Russia opposition leader Navalny vows Moscow poll win

A large crowd applauded Alexei Navalny as he arrived in Moscow, as Alice Baxter reports

Russian opposition leader Alexei Navalny has told supporters he will fight and win the Moscow mayoral vote, after he was freed from jail pending an appeal against a five-year jail term.
He has returned to Moscow from Kirov, where a judge convicted him of embezzlement, in a case widely condemned as political.
The court ruled on Friday he could go back to Moscow until the appeal.
The jail term has been criticised by the US, EU and human rights groups.
Standing beside his wife Yulia, Navalny told a crowd of supporters at Yaroslavsky station on Saturday that "we are going to stand in the elections and we will win".
"We are a huge powerful force. We have taken away the Kremlin's privilege to put people in prison never to be seen again."

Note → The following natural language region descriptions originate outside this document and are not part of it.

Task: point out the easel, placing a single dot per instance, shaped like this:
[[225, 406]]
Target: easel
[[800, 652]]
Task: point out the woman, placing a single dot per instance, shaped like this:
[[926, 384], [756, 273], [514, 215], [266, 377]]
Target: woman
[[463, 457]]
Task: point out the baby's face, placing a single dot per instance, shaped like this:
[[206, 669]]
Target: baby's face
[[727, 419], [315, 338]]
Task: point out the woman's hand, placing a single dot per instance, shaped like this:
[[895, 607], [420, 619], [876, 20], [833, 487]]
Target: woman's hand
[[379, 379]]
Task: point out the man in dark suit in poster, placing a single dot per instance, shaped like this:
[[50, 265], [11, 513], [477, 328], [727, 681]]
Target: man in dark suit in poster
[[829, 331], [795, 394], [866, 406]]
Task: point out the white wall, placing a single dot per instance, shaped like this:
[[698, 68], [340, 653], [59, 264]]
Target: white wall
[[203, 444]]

He was accepted as a candidate in the 8 September mayoral poll shortly before he was found guilty of embezzlement and there had been some doubt over whether he would run.
The anti-corruption activist said he would take part in campaigning for the election as long as it was possible.
'Boycott'
A number of riot police were at the station and security forces were deployed in the surrounding area, Interfax news agency reports.

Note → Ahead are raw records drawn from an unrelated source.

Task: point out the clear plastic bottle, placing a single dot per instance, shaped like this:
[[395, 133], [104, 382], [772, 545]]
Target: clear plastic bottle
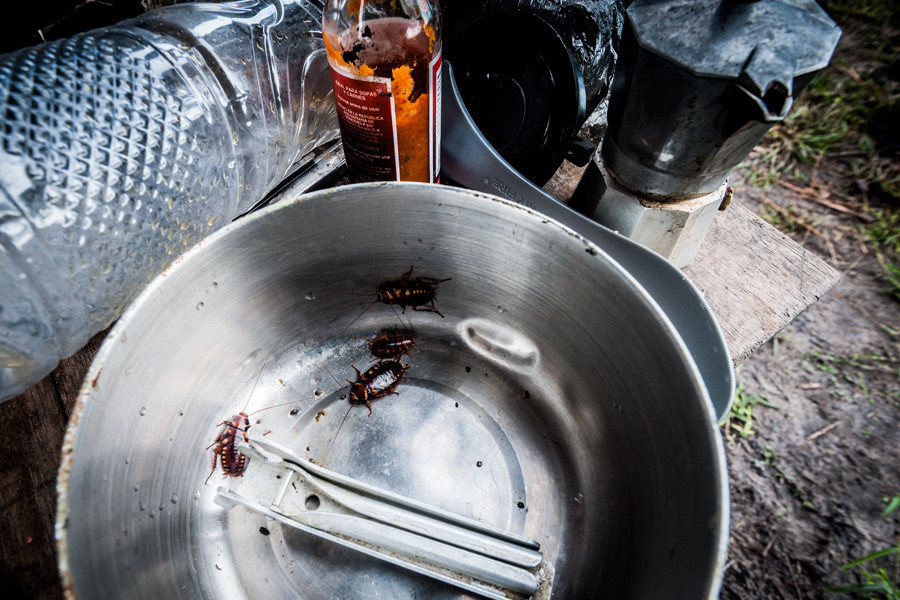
[[385, 58], [123, 146]]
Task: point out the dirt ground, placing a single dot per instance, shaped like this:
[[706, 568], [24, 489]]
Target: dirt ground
[[810, 483]]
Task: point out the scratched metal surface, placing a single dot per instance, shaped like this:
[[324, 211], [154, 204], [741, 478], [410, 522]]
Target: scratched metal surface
[[551, 400]]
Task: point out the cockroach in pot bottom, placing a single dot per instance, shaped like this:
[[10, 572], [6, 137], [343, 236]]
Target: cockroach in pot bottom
[[417, 294], [391, 345], [379, 380], [226, 453]]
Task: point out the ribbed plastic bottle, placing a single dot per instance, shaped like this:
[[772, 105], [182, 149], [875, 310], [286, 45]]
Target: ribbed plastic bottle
[[123, 146], [385, 58]]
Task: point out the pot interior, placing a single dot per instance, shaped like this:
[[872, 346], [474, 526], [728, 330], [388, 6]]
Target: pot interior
[[547, 396]]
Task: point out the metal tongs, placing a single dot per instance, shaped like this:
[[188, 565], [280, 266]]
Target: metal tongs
[[462, 552]]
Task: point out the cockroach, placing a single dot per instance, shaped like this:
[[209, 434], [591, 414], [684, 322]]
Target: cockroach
[[381, 379], [391, 345], [226, 453], [417, 294]]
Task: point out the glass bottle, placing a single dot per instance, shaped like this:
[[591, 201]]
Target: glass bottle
[[385, 59]]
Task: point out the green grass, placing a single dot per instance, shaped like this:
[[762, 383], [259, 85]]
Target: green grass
[[849, 108], [847, 121], [741, 420], [877, 574]]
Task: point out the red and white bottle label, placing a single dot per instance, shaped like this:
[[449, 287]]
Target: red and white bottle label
[[368, 125], [434, 117]]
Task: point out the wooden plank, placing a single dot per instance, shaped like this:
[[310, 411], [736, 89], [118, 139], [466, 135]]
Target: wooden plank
[[31, 431], [755, 278]]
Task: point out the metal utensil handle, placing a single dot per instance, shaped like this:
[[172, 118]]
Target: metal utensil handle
[[469, 159], [402, 531]]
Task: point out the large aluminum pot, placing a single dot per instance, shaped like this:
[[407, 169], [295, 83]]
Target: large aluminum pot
[[552, 399]]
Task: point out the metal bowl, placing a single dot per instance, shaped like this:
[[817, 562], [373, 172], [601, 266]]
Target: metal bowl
[[552, 399]]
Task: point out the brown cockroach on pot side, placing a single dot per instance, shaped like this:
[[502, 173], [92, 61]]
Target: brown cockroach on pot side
[[417, 294], [391, 345], [379, 380], [226, 453]]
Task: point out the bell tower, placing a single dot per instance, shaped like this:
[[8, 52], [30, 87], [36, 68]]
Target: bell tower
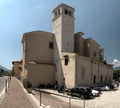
[[63, 28]]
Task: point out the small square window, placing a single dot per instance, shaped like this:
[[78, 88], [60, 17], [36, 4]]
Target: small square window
[[51, 45]]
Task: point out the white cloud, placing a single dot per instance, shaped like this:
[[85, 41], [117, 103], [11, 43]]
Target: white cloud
[[116, 63]]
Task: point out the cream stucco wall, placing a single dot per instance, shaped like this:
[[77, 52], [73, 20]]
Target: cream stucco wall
[[37, 47], [86, 70]]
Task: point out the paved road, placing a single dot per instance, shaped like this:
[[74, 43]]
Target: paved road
[[50, 100], [2, 82], [2, 85]]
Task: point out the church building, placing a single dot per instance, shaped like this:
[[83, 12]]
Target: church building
[[62, 56]]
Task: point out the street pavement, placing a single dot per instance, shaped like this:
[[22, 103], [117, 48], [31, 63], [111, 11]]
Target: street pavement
[[2, 87], [16, 97]]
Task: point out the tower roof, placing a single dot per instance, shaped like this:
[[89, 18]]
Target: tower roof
[[63, 5]]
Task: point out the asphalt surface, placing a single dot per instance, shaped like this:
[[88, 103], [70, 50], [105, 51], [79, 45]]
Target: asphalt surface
[[2, 83], [54, 102]]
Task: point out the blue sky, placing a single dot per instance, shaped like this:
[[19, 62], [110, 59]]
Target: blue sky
[[98, 19]]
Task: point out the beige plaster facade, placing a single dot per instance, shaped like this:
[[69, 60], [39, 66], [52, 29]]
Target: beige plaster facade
[[17, 67], [62, 56]]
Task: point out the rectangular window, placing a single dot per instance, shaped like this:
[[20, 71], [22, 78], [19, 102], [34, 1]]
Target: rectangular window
[[51, 45], [94, 79], [66, 57], [66, 11], [101, 78]]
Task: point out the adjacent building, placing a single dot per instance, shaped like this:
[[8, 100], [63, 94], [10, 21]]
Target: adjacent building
[[63, 57]]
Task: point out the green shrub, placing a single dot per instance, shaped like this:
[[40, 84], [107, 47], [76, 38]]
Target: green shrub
[[27, 83]]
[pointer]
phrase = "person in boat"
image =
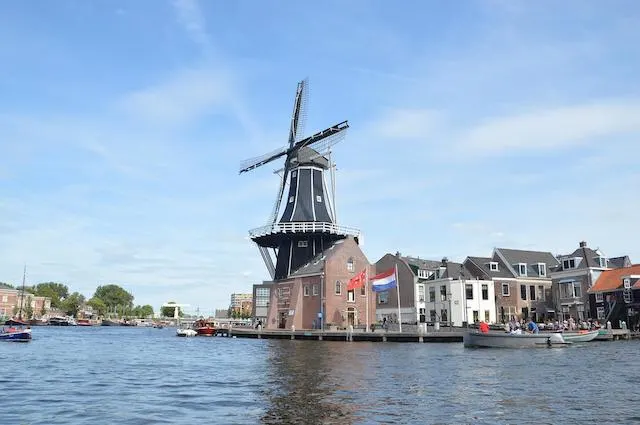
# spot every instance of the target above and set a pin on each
(532, 327)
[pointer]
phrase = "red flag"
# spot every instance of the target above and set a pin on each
(357, 281)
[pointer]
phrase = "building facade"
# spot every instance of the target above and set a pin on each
(316, 294)
(33, 307)
(615, 297)
(575, 275)
(522, 282)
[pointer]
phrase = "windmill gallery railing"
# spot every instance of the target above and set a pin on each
(304, 227)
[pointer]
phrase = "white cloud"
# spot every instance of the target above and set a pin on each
(552, 128)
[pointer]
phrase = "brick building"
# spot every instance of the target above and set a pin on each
(319, 289)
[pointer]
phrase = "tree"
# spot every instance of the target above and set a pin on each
(114, 296)
(170, 311)
(71, 305)
(98, 306)
(55, 291)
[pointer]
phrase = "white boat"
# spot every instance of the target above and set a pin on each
(186, 332)
(507, 340)
(583, 336)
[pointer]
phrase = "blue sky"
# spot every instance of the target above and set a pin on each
(473, 125)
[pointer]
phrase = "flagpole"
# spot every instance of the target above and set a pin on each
(398, 294)
(366, 294)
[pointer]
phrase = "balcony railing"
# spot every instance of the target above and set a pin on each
(304, 227)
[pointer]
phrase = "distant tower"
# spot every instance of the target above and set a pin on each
(307, 225)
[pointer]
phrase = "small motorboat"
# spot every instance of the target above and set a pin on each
(184, 332)
(508, 340)
(15, 334)
(580, 336)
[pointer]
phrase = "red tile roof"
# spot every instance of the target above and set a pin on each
(610, 280)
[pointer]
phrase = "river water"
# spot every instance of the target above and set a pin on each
(119, 375)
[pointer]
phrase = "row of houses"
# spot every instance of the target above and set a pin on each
(508, 284)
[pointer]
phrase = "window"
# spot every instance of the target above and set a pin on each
(468, 289)
(522, 269)
(383, 297)
(542, 269)
(350, 267)
(532, 292)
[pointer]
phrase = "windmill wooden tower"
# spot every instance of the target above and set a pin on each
(307, 224)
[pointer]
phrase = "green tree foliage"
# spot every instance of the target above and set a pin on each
(143, 311)
(72, 304)
(170, 311)
(98, 306)
(55, 291)
(114, 296)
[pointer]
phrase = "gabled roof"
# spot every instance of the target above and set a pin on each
(618, 262)
(610, 280)
(530, 258)
(482, 263)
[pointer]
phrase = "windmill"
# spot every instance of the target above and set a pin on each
(307, 224)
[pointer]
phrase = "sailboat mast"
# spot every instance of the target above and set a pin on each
(24, 279)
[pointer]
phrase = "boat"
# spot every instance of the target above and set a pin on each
(474, 338)
(15, 334)
(84, 322)
(185, 332)
(204, 327)
(581, 336)
(18, 330)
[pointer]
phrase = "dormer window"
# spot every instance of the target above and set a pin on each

The BBC's Oleg Boldyrev who was there said it was a very upbeat start to an election campaign.
Hours after his conviction was announced in Kirov on Thursday, thousands of protesters took to the streets of Moscow in an unsanctioned demonstration, with reports of scuffles and dozens of people being detained.
President Vladimir Putin's spokesman Dmitry Peskov has since warned activists not to hold any more protests without official approval.,
Asked late on Friday whether there was any chance of Navalny being pardoned, Mr Peskov told reporters: "A convict first has to admit his guilt."

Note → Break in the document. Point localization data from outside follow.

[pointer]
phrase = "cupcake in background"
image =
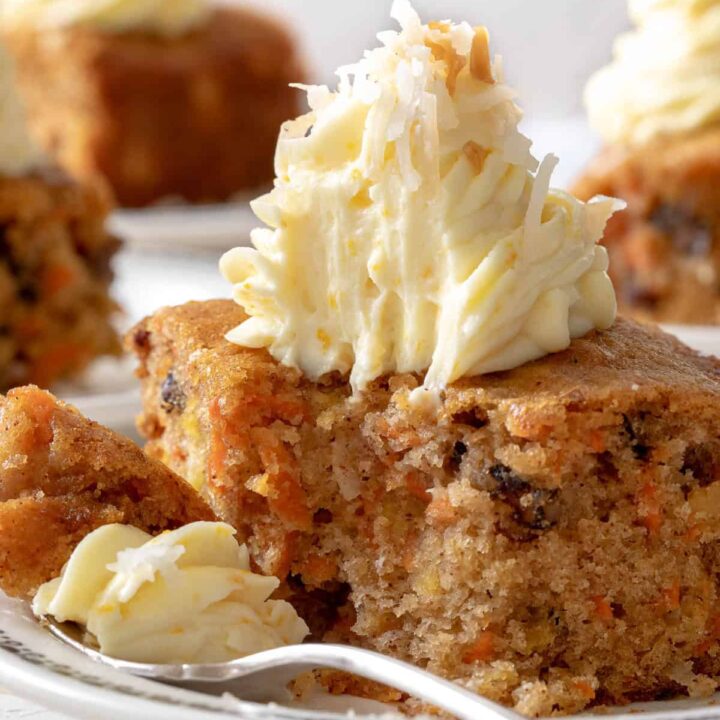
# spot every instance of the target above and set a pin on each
(168, 99)
(56, 312)
(657, 107)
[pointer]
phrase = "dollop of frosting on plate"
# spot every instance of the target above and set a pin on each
(165, 17)
(411, 230)
(186, 596)
(665, 75)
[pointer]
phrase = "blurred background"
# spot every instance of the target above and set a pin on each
(550, 48)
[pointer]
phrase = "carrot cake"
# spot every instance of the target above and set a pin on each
(548, 541)
(62, 476)
(164, 99)
(425, 419)
(657, 108)
(55, 309)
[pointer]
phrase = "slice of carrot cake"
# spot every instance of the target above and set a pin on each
(426, 420)
(551, 540)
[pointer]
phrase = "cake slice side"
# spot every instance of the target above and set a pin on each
(551, 541)
(62, 476)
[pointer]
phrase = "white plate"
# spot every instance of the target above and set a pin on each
(183, 228)
(37, 667)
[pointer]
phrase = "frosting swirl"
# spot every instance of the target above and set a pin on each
(410, 228)
(184, 596)
(165, 17)
(665, 76)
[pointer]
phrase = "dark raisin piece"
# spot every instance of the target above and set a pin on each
(640, 450)
(322, 516)
(475, 418)
(532, 508)
(699, 461)
(508, 483)
(173, 398)
(458, 452)
(688, 234)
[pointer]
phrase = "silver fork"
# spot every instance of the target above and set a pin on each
(261, 674)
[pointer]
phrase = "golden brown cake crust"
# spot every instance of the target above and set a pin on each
(195, 116)
(551, 540)
(55, 309)
(665, 248)
(62, 476)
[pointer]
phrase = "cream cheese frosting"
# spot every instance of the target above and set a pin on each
(665, 76)
(186, 596)
(18, 152)
(166, 17)
(411, 230)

Navalny's release from custody in Kirov, 560 miles (900km) north-east of Moscow, had been sought by the prosecution as well as his defence.
The unexpected step was seen by some as an attempt to soothe public anger over a case that prompted Germany to question whether criminal justice was the main motive behind the trial. The US said it was "deeply disappointed and concerned" by the outcome.
Alexei Navalny, 37, rose to prominence before parliamentary elections in 2011, writing a blog in which he condemned the ruling United Russia party as "crooks and thieves".
The case brought against him in Kirov was that he led a group that embezzled timber worth 16m roubles ($500,000; £330,000) from the Kirovles state timber company while working as an adviser to governor Nikita Belykh.
Navalny will have to return to Kirov in a few weeks' time to appeal against the verdict.
With the conviction and appeal hanging over him, no-one can predict whether he will see the result of the elections as a free man, our correspondent says.